Authors: David Krueger, Tegan Maharaj, Janos Kramar, Mohammad Pezeshki, Nicolas Ballas, Nan Rosemary Ke, Anirudh Goyal, Yoshua Bengio, Aaron Courville, Christopher Pal

ICLR 2017 | Conference PDF | Archive PDF | Plain Text | LLM Run Details

Reproducibility Variable Result LLM Response
Research Type Experimental We perform an empirical investigation of various RNN regularizers, and find that zoneout gives significant performance improvements across tasks. We achieve competitive results with relatively simple models in characterand word-level language modelling on the Penn Treebank and Text8 datasets, and combining with recurrent batch normalization (Cooijmans et al., 2016) yields state-of-the-art results on permuted sequential MNIST.
Researcher Affiliation Academia 1 MILA, Université de Montréal, firstname.lastname@umontreal.ca. 2 École Polytechnique de Montréal, firstname.lastname@polymtl.ca.
Pseudocode No The paper does not contain structured pseudocode or algorithm blocks.
Open Source Code Yes Code for replicating all experiments can be found at: http://github.com/teganmaharaj/zoneout
Open Datasets Yes We evaluate zoneout s performance on the following tasks: (1) Character-level language modelling on the Penn Treebank corpus (Marcus et al., 1993); (3) Character-level language modelling on the Text8 corpus (Mahoney, 2011); (4) Classification of hand-written digits on permuted sequential MNIST (p MNIST) (Le et al., 2015).

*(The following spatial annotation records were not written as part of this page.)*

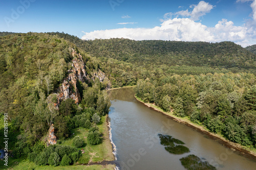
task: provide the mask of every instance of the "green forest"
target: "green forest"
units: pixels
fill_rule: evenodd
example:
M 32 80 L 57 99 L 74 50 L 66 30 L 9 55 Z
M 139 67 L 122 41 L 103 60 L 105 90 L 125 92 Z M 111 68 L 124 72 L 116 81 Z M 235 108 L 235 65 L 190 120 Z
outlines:
M 4 131 L 6 114 L 14 159 L 52 166 L 85 162 L 86 158 L 77 152 L 84 144 L 82 140 L 74 138 L 68 147 L 61 142 L 74 137 L 74 129 L 82 128 L 89 144 L 101 143 L 99 127 L 111 105 L 105 90 L 136 85 L 136 95 L 145 102 L 187 117 L 211 132 L 253 150 L 254 49 L 227 41 L 82 40 L 59 32 L 2 32 L 1 131 Z M 59 101 L 56 109 L 56 94 L 79 55 L 86 80 L 78 80 L 69 90 L 73 92 L 77 88 L 80 100 Z M 98 72 L 109 80 L 95 77 Z M 57 144 L 46 147 L 52 124 Z

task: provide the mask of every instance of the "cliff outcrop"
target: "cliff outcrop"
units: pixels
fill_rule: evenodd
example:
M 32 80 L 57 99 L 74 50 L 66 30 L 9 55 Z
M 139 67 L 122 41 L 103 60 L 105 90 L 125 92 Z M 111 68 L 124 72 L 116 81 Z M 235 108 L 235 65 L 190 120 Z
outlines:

Dataset Splits No The paper mentions "Validation BPC" and "Validation error rates" and uses a validation set for metrics, but does not explicitly provide the specific size, percentage, or methodology for the train/validation split.
Hardware Specification No The paper mentions "computing resources provided by Compute Canada and Calcul Quebec" but does not specify exact hardware details such as GPU or CPU models.

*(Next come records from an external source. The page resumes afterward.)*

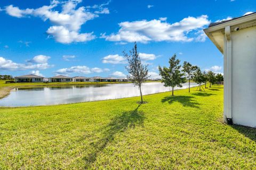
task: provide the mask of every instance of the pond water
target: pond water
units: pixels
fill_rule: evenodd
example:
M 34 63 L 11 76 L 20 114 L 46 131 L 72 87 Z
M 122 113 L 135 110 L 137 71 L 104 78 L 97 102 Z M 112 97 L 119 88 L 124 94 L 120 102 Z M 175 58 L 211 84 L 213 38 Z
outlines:
M 190 87 L 196 86 L 195 83 L 190 83 Z M 175 89 L 187 88 L 188 83 Z M 141 89 L 143 95 L 170 91 L 170 87 L 165 87 L 160 82 L 144 83 Z M 18 88 L 11 91 L 10 95 L 0 99 L 0 106 L 52 105 L 139 96 L 138 87 L 131 83 Z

Software Dependencies No The paper mentions "Theano (Theano Development Team, 2016), Fuel, and Blocks (van Merriënboer et al., 2015)" but does not specify exact version numbers for these software dependencies.

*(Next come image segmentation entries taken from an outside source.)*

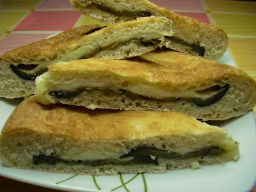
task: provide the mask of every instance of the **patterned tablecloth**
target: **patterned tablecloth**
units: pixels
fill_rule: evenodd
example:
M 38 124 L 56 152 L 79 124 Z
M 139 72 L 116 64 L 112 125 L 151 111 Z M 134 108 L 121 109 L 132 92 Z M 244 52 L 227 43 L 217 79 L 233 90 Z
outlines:
M 225 0 L 152 1 L 223 28 L 228 36 L 228 51 L 237 67 L 256 80 L 256 2 Z M 92 23 L 104 24 L 74 10 L 68 0 L 0 0 L 0 55 L 63 30 Z M 256 108 L 254 114 L 256 115 Z M 19 188 L 27 191 L 45 191 L 44 188 L 1 177 L 0 184 L 1 189 L 6 189 L 4 191 L 14 191 Z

Experiment Setup Yes For the character-level task, we train networks with one layer of 1000 hidden units. We train LSTMs with a learning rate of 0.002 on overlapping sequences of 100 in batches of 32, optimize using Adam, and clip gradients with threshold 1. ... For the word-level task... 2 layers of 1500 units, with weights initialized uniformly [-0.04, +0.04]. The model is trained for 14 epochs with learning rate 1, after which the learning rate is reduced by a factor of 1.15 after each epoch. Gradient norms are clipped at 10. and "All models have a single layer of 100 units, and are trained for 150 epochs using RMSProp (Tieleman & Hinton, 2012) with a decay rate of 0.5 for the moving average of gradient norms. The learning rate is set to 0.001 and the gradients are clipped to a maximum norm of 1 (Pascanu et al., 2012)."